First, to produce two new development compounds per year, a target that so far has largely been met.
Second, to establish strong partnerships in multiple markets: RaQualia has inked some 400 collaborations over the past three years in 17 countries. Earlier this year, the company scored a significant breakthrough with another Big Pharma, joining Eli Lilly in a multiyear collaboration that will explore ion channel chemistry as a springboard for the synthesis of new molecules and ultimately new medicines. "Prospects are obviously long-term, but it's a vindication of our model, as Lilly decided it could pursue this target faster and at lower cost if they did it with us," Nagahisa says.
Third, securing an adequate capital base to root the company's independence and finance future expansion. Progress toward this metric was secured in July, when RaQualia successfully floated a 4 million-share IPO, earning a payout of just under $80 million that will keep the company solvent for at least the next three years.
This is vital, as for now the company relies entirely on licensing, milestone, and royalty income to underwrite its operating costs; it has not commercialized a product for sale on its own. But the fact the company now trades publicly on the JASDAQ growth market exchange in Osaka puts it on a surer footing than many other startups in a high-risk business.
Nagahisa expressed confidence in RaQualia's portfolio, as evidenced by the successful share offering in July: "We are very excited about the response to our public launch," he said. A pair of EP4 receptor antagonists, RQ-7 and RQ-8, are the most exciting early-stage compounds, with established proof of concept for osteoarthritis pain (RQ-7). Additional proof of concept testing on other indications for both compounds is "ready to start," according to Saidel.
Still, most of RaQualia's product offerings must confront a crowded therapeutic field—and face significant pricing pressures, as the small-molecule, primary-care delivery model is mauled by payers. Partnerships geared to overcoming these hurdles are critical to softening the burden. So Nagahisa points to a new alliance with a prominent, diversified, and fast-growing Korean company, CJ CheilJedang, to license its in-house drug candidates, an acid pump antagonist (APA) and a 5-HT4 partial agonist, for gastrointestinal reflux disorder (GERD) and other gastrointestinal diseases. The deal capitalizes on CJ Cheil-Jedang's size, market clout, and resources to drive the manufacture and promotion of this novel therapy to a potentially wide market in Korea, as well as eventually in China, Taiwan, India, and Southeast Asia—the other countries where RaQualia has transferred marketing rights.
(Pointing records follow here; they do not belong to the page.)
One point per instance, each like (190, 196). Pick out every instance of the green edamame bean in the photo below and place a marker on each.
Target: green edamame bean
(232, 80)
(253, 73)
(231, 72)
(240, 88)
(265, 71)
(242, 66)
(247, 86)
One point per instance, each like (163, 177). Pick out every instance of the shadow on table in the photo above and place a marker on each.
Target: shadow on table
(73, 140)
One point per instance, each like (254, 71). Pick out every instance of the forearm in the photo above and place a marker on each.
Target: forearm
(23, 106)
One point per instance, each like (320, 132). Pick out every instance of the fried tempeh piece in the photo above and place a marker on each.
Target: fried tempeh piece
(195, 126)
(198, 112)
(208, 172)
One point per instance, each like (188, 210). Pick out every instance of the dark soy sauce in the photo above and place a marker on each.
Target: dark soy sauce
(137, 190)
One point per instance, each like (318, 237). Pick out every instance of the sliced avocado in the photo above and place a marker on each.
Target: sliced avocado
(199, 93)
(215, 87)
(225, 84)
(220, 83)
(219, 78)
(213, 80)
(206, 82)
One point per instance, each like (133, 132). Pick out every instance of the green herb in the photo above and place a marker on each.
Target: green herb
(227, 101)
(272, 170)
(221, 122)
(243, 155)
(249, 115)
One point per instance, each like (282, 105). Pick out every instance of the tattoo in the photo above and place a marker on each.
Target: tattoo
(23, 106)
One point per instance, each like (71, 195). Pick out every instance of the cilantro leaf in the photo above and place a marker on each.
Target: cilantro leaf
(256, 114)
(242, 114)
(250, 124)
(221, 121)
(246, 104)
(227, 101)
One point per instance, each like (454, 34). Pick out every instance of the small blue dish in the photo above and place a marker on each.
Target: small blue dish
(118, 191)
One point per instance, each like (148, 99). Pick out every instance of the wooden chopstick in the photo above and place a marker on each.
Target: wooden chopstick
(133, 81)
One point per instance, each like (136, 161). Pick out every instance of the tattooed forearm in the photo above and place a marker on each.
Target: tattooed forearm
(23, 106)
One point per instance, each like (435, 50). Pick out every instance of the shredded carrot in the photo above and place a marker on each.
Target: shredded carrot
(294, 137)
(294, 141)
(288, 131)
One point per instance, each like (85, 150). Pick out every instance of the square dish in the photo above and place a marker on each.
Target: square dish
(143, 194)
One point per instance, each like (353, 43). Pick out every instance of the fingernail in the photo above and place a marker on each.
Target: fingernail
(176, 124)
In return, RaQualia will continue to build value for the two compounds by conducting studies in the US and Europe. For example, clinical studies using APA have been shown to improve the standard of care within the PPI class, including better patient response at first dosing, improved efficacy when taken at nighttime, and tolerance on an empty stomach, without common side effects. RaQualia is interested in exploring similar deals in China, as well as other countries in Asia and the developing world.
RaQualia's organization is a visible experiment that challenges the notion of Japanese reticence toward an entrepreneurial class. But there's not a lot of risk involved, and that won't tickle the fancy of some analysts and investors. "The pipeline agents RaQualia possesses are either a rank below first-in-class in their respective spaces, like ziprasidone, or very small product franchises in geographies outside Japan, like Eraxis," says Raghuram Selvaraju, senior VP and senior biotechnology analyst at Morgan Joseph TriArtisan. "I don't believe that these drugs are likely to become blockbuster franchises in the Japanese market," where drug approvals are slow and regulators are focused on increasing generic drug utilization. Even so, the company's commitment to quality and steady, continuous development may clear the path for innovation. Ultimately the market will decide.